Innolux hopes to boost touch screen use
Innolux Corp aims to increase the penetration rate of its touch panels used in notebooks and all-in-one PCs to 50 percent next year, a company executive said yesterday.
Only a very small portion of PCs worldwide are currently equipped with touch panels because of their high price and unattractive Windows 8 operating system, Innolux said.
It believes about 10 percent to 15 percent of notebook computers around the world will have touch screens at the end of this year, Innolux said.
To boost the penetration rate, the world’s No.4 LCD panel maker has developed low-cost touch screens by integrating touch sensors and LCD glasses, Jeffrey Yang, an associate vice president, told reporters during a touch screen trade show in Taipei.
Innolux plans to begin shipping the new low-cost touch screens later this quarter and expand its monthly output to around 200,000 units next quarter, Yang said. The low-cost screens are made on one-glass-solution technology, he said.
Innolux installed a new production line in a Chinese factory to produce the screens and is working to overcome a labor shortage problem to increase the factory’s output, Yang said. The company plans to recruit 3,000 workers, he said.
However, Harris Po, an analyst with local research firm Topology Research Institute, is less optimistic, saying Innolux’s target was “too aggressive.”

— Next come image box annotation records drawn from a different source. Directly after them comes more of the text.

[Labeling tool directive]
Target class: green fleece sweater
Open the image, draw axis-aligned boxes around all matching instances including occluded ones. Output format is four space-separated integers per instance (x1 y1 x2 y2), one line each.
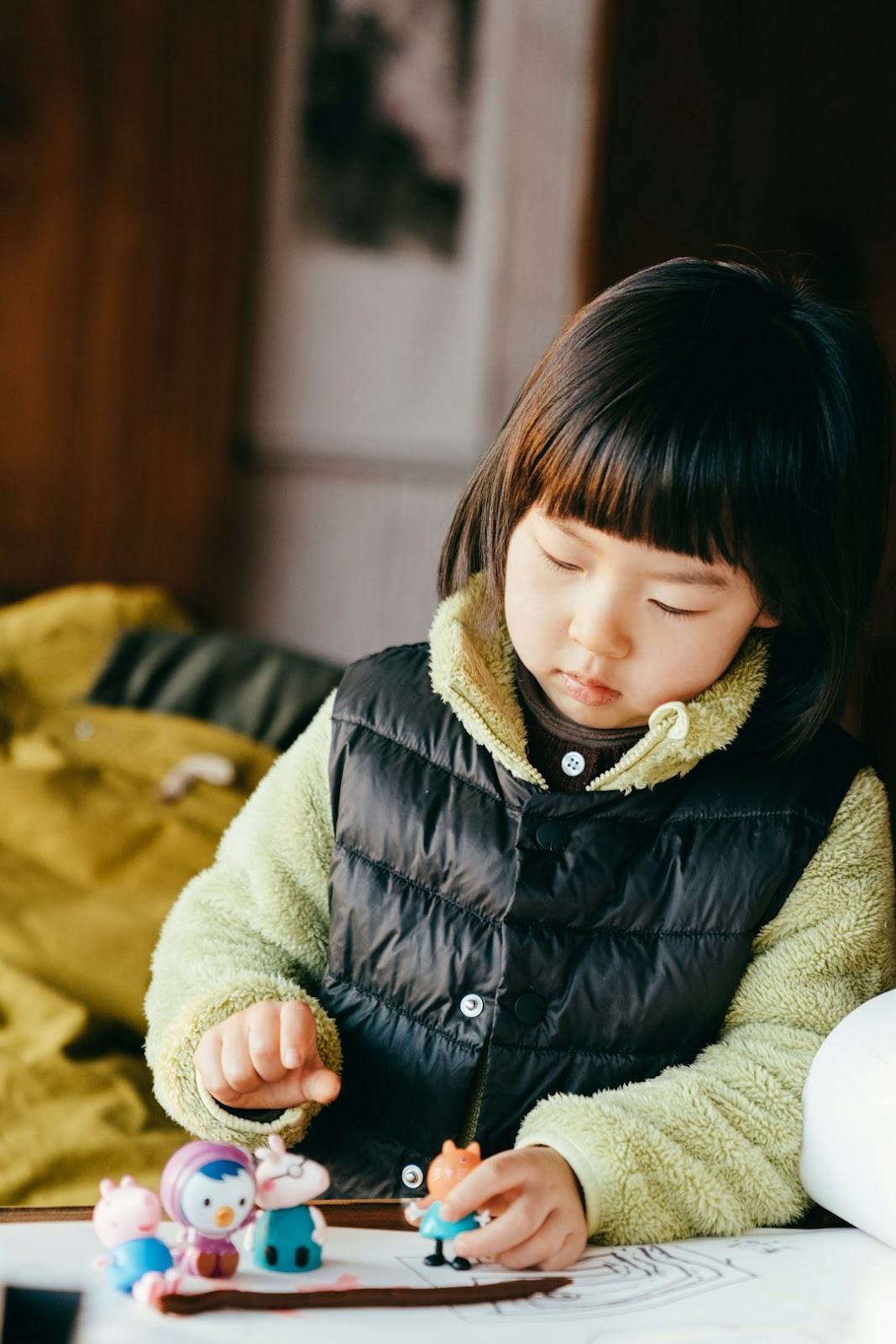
146 580 896 1243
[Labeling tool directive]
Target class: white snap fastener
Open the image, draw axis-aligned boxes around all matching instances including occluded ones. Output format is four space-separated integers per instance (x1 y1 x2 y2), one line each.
560 751 584 775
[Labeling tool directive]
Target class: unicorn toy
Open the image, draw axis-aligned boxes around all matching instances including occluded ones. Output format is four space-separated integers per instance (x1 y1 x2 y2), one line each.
246 1134 331 1273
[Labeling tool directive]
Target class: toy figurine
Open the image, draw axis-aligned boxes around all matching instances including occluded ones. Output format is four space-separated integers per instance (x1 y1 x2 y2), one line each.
247 1134 329 1273
405 1138 486 1268
161 1140 255 1278
92 1176 180 1301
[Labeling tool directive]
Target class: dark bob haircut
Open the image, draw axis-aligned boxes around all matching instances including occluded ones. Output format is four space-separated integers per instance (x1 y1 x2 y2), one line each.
439 258 891 757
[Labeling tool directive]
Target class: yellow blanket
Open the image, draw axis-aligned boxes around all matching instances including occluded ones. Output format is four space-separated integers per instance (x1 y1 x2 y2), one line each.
0 585 274 1205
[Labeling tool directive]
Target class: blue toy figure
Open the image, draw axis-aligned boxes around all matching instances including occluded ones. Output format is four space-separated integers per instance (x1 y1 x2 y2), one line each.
405 1138 482 1268
247 1134 331 1273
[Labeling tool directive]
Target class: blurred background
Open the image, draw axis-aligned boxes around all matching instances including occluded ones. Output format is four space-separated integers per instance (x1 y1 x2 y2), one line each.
0 0 896 758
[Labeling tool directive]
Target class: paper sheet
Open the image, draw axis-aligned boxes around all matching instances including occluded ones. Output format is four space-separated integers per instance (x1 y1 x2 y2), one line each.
0 1223 896 1344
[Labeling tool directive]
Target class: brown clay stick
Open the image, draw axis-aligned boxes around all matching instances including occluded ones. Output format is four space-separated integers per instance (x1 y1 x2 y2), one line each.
153 1277 572 1315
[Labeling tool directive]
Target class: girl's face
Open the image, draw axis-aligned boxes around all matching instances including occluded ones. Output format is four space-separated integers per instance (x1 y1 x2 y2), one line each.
504 506 777 728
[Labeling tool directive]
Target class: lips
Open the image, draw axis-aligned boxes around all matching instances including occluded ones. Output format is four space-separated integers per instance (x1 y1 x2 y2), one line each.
560 672 622 706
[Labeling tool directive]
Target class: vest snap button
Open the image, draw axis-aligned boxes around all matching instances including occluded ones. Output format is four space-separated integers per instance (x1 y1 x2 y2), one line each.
401 1163 423 1189
560 751 584 777
535 820 569 849
513 990 545 1026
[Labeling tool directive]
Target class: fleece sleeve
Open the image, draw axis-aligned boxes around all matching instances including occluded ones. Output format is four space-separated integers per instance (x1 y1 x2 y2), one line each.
517 770 894 1245
146 694 341 1147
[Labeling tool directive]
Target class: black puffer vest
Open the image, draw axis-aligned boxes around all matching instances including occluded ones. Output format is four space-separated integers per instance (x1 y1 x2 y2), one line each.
302 645 864 1198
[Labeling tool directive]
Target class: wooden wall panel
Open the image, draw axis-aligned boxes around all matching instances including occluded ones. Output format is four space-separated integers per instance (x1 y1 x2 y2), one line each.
0 0 270 609
582 0 896 769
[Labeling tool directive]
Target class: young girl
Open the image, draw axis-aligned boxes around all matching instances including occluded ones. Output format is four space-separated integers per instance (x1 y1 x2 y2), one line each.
146 260 894 1268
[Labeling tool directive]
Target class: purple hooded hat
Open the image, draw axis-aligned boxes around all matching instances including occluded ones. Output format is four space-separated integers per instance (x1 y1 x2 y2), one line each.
159 1138 255 1227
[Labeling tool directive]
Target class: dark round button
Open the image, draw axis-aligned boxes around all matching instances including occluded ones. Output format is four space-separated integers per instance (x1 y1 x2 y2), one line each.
535 822 569 849
513 990 544 1026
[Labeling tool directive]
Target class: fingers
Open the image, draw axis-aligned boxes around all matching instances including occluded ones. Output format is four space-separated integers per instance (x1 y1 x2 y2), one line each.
280 999 341 1106
454 1205 585 1270
441 1147 587 1268
193 1000 340 1109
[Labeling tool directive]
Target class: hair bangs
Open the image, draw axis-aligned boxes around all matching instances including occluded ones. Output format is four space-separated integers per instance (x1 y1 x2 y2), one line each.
535 422 751 569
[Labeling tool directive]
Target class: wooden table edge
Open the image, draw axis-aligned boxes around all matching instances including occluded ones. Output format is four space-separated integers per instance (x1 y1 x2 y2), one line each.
0 1199 411 1232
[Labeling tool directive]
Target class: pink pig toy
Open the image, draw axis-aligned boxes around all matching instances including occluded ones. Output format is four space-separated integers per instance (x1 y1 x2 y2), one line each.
92 1176 180 1304
247 1134 331 1273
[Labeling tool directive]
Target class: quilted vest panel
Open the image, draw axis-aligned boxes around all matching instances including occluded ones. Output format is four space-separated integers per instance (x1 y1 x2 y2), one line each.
302 645 864 1198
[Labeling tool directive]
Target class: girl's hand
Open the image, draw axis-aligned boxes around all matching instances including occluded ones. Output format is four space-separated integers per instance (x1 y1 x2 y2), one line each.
193 999 341 1110
441 1147 589 1270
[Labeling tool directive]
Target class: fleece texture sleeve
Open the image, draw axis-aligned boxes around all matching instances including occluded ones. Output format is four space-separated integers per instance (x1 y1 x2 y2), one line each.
517 770 894 1245
146 694 341 1147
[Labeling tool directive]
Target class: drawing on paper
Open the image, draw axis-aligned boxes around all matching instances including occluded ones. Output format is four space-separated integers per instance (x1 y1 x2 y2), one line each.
403 1246 757 1321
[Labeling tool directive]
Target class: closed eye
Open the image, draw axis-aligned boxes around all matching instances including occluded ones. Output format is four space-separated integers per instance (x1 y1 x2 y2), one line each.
538 547 579 574
650 596 700 621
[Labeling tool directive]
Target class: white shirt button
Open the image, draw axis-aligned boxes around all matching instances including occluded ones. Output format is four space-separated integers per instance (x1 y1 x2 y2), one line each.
560 751 584 775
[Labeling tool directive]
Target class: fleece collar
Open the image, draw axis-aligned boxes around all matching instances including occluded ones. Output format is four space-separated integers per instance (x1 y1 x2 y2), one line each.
430 574 768 793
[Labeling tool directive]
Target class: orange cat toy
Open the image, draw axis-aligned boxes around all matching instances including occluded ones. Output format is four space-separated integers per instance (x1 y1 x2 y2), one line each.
405 1138 482 1268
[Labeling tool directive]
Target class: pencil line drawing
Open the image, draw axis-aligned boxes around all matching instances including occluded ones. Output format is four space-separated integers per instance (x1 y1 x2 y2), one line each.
403 1246 757 1321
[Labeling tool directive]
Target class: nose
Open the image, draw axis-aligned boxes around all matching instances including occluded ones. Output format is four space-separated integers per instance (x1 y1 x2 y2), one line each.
569 598 631 659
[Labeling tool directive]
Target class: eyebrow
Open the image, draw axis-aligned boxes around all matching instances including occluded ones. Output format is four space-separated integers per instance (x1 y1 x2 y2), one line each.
551 517 730 589
647 570 728 587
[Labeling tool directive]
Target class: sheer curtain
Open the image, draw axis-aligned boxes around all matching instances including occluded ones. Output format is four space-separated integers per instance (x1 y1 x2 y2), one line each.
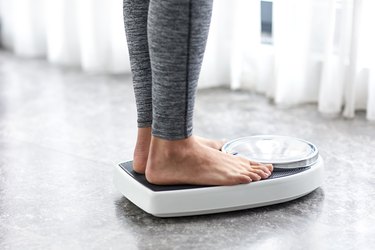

“It could only be reached after touch screens become standard products, which can help drive the cost of touch screens to an affordable level,” Po said.
Local rival AU Optronics Corp, which is showcasing 19.5 inch and 21.5 inch touch screens at the touch screen show, has predicted that about 20 percent of its notebook computer panels will be touch screens at the end of this year.
Yang said the company is also set to ship new energy-saving touch screens using Indium Gallium Zinc Oxide (IGZO) technology by the end of this year.
As an IGZO screen only consumes one-third the power that average LCD screens consume, an “IGZO [panel] is important for tablets,” he said.
IGZO panels have been under the spotlight amid growing speculation that Apple Inc will have its new-generation iPhone, iPad and Macbook laptops equipped with the screens.
Japan’s Sharp Corp is the major IGZO panel manufacturer.
Innolux, which holds a 70 percent global share of the 4K2K TV panel market, expected 50 percent of its TV panels would be such ultra-high-definition panels next year, up from 10 percent estimated for this quarter, Yang said.
The company plans to more than double its output of 4K2K TV panels to 500,000 units a month by the end of this year, from 200,000 units currently.
Separately, Innolux and AUO yesterday said they did not plan to lower factory utilization because they expected demand to return soon, driven by the holiday shopping season in October in China, shopping for Christmas shopping in the US and Europe and then the Lunar New Year demand from Asia.
Innolux has seen demand recover this month and expects customers’ inventories to return to normal next month.
“We hope to keep our equipment loading rate at a stable and reasonable level,” Innolux spokesman Lin Chen-hui said. “The fourth quarter will be a better period than the third quarter.”
The company plans to maintain a factory utilization rate of more than 90 percent this quarter and next quarter, Lin said.